Key insight: Stocks change slowly even when flows change quickly. Queue depth doesn't drop instantly when you add capacity.

3. Delays

Time lags between cause and effect obscure relationships:

Code deployed → [Delay: Cache TTL] → Users see change
Feature shipped → [Delay: Adoption curve] → Metrics change  
New hire starts → [Delay: Ramp-up] → Productivity impact

Danger: Acting before feedback arrives leads to overcorrection.

4. Non-Linear Relationships

Small changes can have large effects (and vice versa):

Linear assumption: 2x traffic = 2x latency
Reality: Traffic crosses threshold → 10x latency (queue buildup)

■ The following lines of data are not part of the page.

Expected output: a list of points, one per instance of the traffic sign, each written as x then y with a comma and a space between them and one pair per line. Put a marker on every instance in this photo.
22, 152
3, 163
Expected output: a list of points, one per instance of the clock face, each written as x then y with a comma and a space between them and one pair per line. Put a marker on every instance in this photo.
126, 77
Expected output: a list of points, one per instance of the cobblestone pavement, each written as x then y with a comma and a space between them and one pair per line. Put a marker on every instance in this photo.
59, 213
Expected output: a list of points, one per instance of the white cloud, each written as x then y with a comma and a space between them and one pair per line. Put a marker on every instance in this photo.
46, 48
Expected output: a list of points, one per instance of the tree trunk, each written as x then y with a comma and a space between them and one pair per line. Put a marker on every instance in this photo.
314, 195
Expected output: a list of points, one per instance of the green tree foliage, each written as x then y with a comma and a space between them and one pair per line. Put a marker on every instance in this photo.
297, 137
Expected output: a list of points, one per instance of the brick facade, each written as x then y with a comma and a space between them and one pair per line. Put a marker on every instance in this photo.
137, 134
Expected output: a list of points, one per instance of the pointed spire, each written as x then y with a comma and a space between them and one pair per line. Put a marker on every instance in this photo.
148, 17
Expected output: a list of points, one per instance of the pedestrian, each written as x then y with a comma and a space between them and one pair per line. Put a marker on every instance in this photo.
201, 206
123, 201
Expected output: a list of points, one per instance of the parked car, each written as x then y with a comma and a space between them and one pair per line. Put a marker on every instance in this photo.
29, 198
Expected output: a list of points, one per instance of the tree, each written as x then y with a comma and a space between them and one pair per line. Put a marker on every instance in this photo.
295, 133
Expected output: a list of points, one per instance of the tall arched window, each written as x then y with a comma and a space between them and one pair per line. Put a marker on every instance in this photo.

Linear assumption: Adding engineer adds capacity
Reality: Communication overhead grows O(n²)

5. Emergent Properties

Behaviors that arise from interactions, not individual components:

Distributed system: No single service is slow, but the system is slow (cascading delays)
Team dynamics: No individual is toxic, but collaboration is toxic (incentive interactions)
Market behavior: No actor intends a bubble, but bubble emerges

Causal Loop Diagram Template

┌──────────────────────────────────────────────────────────────┐
│                    System: [Name]                            │
├──────────────────────────────────────────────────────────────┤
│                                                              │
│    ┌─────────┐                        ┌─────────┐           │
│    │ Factor  │──────(+)──────────────▶│ Factor  │           │
│    │    A    │                        │    B    │           │
│    └─────────┘                        └────┬────┘           │
│         ▲                                  │                │
│         │                                  │                │
│        (-)                                (+)               │
│         │                                  │                │
│         │         ┌─────────┐              │                │
│         └─────────│ Factor  │◀─────────────┘                │
│                   │    C    │                               │
│                   └─────────┘                               │
│                                                              │
│   Legend: (+) = same direction, (-) = opposite direction    │
│   Loop type: Reinforcing / Balancing                        │
└──────────────────────────────────────────────────────────────┘

Leverage Points

Once you've located where to intervene, pick the highest-leverage point you can actually move:

Leverage	Example	Impact
Parameters	Timeout values	Low
Buffer sizes	Queue limits	Low-Medium
Feedback loops	Add monitoring	Medium
Information flows	Make metrics visible	Medium-High
Rules	Change retry policy	High
Goals	Redefine SLOs	Very High
Paradigm	Rethink architecture	Transformational

(See thinking-leverage-points for Meadows' full 12-level hierarchy.)

Verification Checklist

Mapped system components and connections
Identified at least one feedback loop
Traced symptom upstream to potential root causes
Considered time delays in the system
Looked for emergent/interaction effects
Identified leverage points for intervention
Considered unintended consequences of fix

Key Questions

"What feeds back into what?"
"Where are the delays in this system?"
"What happens when this scales 10x?"
"What would an observer see vs. what's actually happening?"
"If I fix this here, what breaks over there?"
"What behavior emerges that no single component intends?"
"Where is the smallest change with the largest effect?"

Meadows' Reminder

"We can't control systems or figure them out. But we can dance with them."

Systems resist simple fixes. Effective intervention requires understanding the whole, finding leverage points, and accepting that you're influencing, not controlling.